The U.S. Department of Energy’s (DOE’s) Berkeley Lab has started building a computing center that will one day hold exascale systems. DOE recently gave Congress a report outlining a plan to deliver exascale computing by 2019-2020 and its expected cost. Berkeley’s Computational Research and Theory (CRT) facility will use outside air cooling, relying on the Bay Area’s cool temperatures to meet its needs about 95 percent of the time, says CRT’s Katherine Yelick. The evaporative cooling method involves hot water being transported into a tower where evaporation helps it cool. The 140,000-square-foot building, expected to be ready in 2014, will enable Berkeley Lab to combine offices that are split between two sites, and it will be large enough to house two supercomputers, including exascale-sized systems. The exascale system will be able to reach 1 quintillion floating point operations per second. The Berkeley facility “is very representative of what we have that’s best in the United States in research, in innovation,” says DOE secretary Steve Chu. He notes that computation will be “a key element in helping further the innovation and the industrial competitiveness of the United States.”

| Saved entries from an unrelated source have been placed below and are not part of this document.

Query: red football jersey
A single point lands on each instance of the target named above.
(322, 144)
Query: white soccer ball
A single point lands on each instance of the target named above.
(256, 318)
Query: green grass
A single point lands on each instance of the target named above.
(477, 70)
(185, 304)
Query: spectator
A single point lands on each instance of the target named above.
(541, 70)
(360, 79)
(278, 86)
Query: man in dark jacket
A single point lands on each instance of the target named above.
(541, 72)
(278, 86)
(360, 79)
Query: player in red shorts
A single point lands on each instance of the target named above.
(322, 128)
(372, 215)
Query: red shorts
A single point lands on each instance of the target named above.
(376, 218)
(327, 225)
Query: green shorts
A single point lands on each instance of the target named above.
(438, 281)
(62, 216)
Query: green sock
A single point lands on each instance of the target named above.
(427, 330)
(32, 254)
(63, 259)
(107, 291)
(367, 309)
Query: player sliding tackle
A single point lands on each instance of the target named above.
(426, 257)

PRACE to Establish Six Advanced HPC Training Centers.

PRACE (02/02/12)

The Partnership for Advanced Computing in Europe (PRACE) has selected the Barcelona Supercomputing Center, the CSC-IT Center for Science, the University of Edinburgh, Cineca, Maison de la Simulation, and the Gauss Center for Supercomputing as PRACE Advanced Training Centers (PATCs). PATCs will provide training and education activities to the European research community on utilizing PRACE’s computational infrastructure. PRACE ultimately wants the PATCs to serve as hubs and key drivers of European high-performance computing (HPC) education. “The establishment of the PRACE Advanced Training Centers is one of the most visible achievements of PRACE to the European researchers,” says CSC’s Pekka Manninen. “The PATC network enables us to synergize European HPC training activities for the benefit of the whole of Europe.” PRACE has initially selected six of its member sites as PATCs, but it will assess the location centers every two years, and the sites may vary over time.